According to Dooley, the agency has added extra online groups, expanded contact via phone calls and volunteer relationships through the volunteer match program, and continued ongoing services to Holocaust survivors.

During the pandemic, the Huntcliff Summit senior independent living community has maintained tight restrictions over residents.

“We’re struggling to keep up with capacity. People just really need support. People are not able to interface with their elders in the way that feels right to them. And it’s always a struggle. But right now, folks are really having to relinquish a lot to trust and I’m just hoping that the service providers that are supporting their elders, wherever they are, are doing a good job.”

For Tilda Cohen, who is in her late 80s and is a part of the JF&CS support program, life is increasingly difficult. Last month when her granddaughter was married in Atlanta, there were only 15 guests allowed to attend, there were no hugs, and the masks that people wore made it difficult to hear many of them. She sat alone at the reception to maintain social distance.

It was a dispiriting experience for Cohen, made all the more painful by the thoughts of when her life will return to normal, or whether this is how she will live out her remaining years.

“It’s the uncertainty, the uncertainty. And I’ve been talking to myself. You know, I don’t have long. I’m 87. And so you realize time is getting shorter. Some days it’s okay. Sometimes you get down in the dumps.”

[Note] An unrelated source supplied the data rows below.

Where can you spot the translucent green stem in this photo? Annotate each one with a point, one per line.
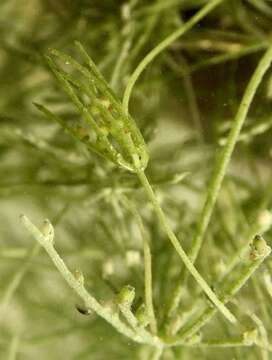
(225, 156)
(172, 237)
(163, 45)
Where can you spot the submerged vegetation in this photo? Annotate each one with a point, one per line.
(142, 130)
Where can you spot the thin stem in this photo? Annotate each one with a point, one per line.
(163, 45)
(231, 289)
(147, 268)
(225, 156)
(157, 354)
(172, 237)
(17, 278)
(79, 288)
(14, 347)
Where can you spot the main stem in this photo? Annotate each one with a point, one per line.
(172, 237)
(225, 156)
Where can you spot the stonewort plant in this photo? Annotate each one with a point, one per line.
(168, 250)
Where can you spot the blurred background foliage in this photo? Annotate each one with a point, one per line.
(184, 104)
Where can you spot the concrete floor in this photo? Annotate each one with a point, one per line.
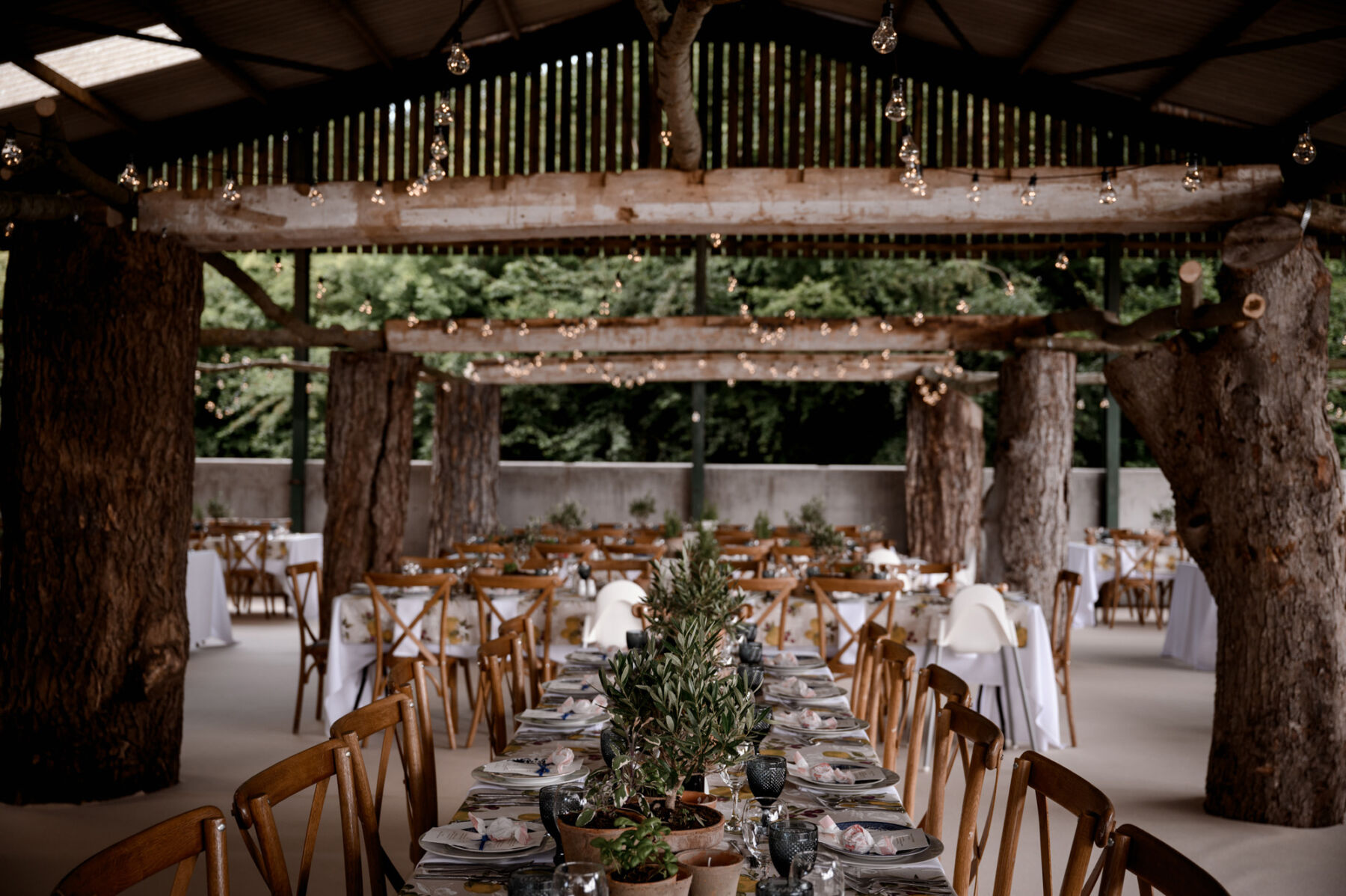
(1143, 724)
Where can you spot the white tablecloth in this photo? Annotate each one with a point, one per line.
(1191, 621)
(208, 603)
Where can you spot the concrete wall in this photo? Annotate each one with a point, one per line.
(531, 488)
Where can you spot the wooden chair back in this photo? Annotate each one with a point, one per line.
(960, 724)
(1053, 782)
(535, 673)
(940, 682)
(890, 695)
(396, 719)
(500, 663)
(1155, 865)
(316, 767)
(178, 841)
(866, 658)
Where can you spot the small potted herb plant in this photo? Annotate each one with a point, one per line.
(639, 862)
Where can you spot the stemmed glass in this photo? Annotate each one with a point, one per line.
(755, 821)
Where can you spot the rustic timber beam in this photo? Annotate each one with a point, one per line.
(730, 200)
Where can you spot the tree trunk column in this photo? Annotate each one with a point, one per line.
(1026, 508)
(944, 478)
(366, 474)
(466, 464)
(1238, 427)
(100, 346)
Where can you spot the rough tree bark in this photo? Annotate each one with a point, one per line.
(466, 464)
(1238, 427)
(1024, 525)
(100, 342)
(366, 474)
(944, 478)
(673, 34)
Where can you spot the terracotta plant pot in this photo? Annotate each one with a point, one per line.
(676, 886)
(715, 872)
(577, 841)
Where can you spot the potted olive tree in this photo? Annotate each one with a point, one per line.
(641, 862)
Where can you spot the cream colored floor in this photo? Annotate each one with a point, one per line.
(1143, 722)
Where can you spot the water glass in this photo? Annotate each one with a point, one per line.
(787, 838)
(823, 872)
(579, 879)
(755, 820)
(766, 776)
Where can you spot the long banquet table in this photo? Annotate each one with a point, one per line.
(920, 879)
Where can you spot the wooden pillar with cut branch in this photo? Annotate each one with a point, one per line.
(1024, 518)
(944, 478)
(366, 474)
(466, 463)
(100, 346)
(1238, 427)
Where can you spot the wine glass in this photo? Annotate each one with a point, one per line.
(821, 872)
(579, 879)
(766, 776)
(755, 821)
(789, 838)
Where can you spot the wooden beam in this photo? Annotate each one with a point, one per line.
(731, 200)
(637, 370)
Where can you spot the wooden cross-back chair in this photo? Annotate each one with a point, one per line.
(536, 670)
(1155, 865)
(826, 587)
(781, 588)
(500, 663)
(987, 742)
(1053, 782)
(316, 769)
(890, 695)
(306, 583)
(403, 631)
(486, 608)
(1063, 616)
(176, 841)
(933, 682)
(396, 717)
(1132, 576)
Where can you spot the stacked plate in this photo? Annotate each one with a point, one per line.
(459, 840)
(868, 778)
(918, 849)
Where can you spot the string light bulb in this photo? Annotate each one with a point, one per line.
(1303, 153)
(129, 177)
(1107, 193)
(458, 61)
(885, 40)
(1030, 193)
(895, 109)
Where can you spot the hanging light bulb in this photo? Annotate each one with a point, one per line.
(129, 177)
(439, 146)
(1030, 193)
(11, 153)
(1107, 194)
(885, 37)
(1305, 150)
(458, 61)
(230, 190)
(443, 112)
(895, 109)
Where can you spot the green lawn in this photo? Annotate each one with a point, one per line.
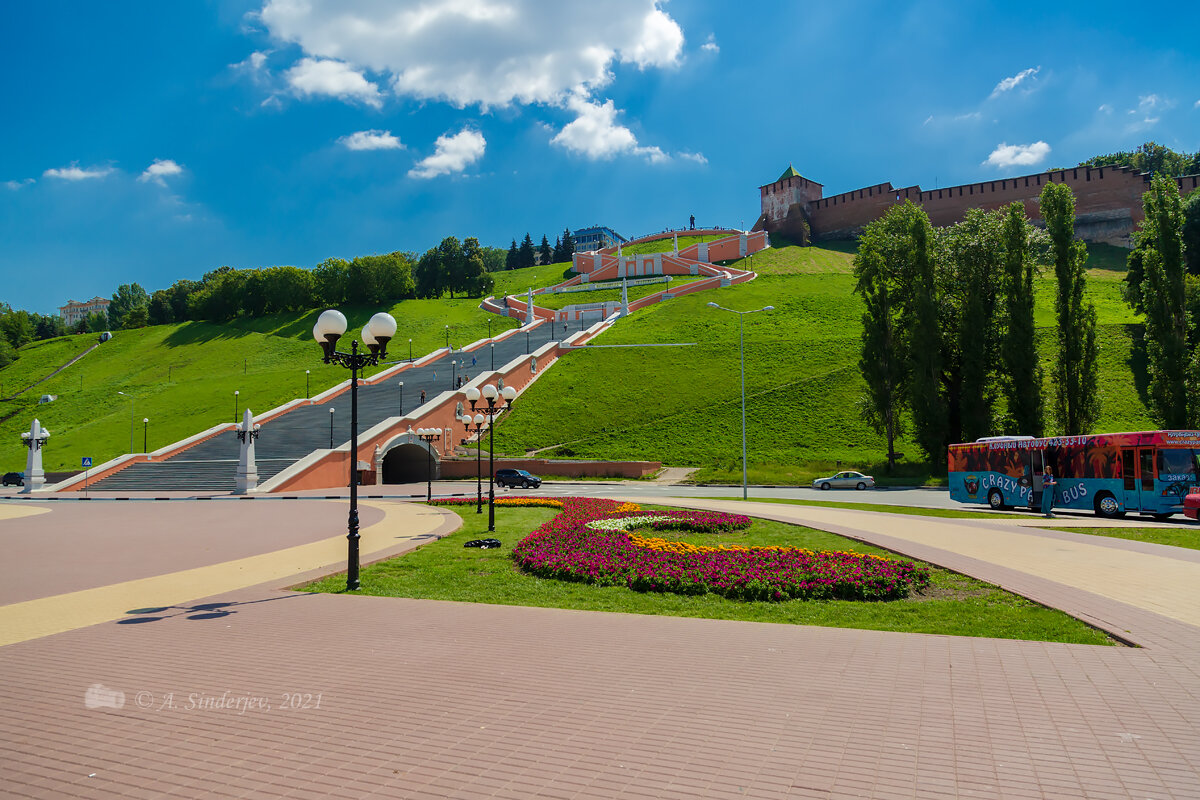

Dooley, who just turned 69 and shares some of the anxiety of aging during the pandemic, remembers a widower who attended one of her support groups while still mourning the recent death of a seriously ill spouse.

He had said that while his wife didn’t die of the COVID-19 virus, she may have died because of it, and his words still resonate with Dooley.

“Each one of us has just one body. And whatever impacts your body impacts all of your body, including what goes on in your head and your heart and all of it. I can’t say I can analyze any more than that.”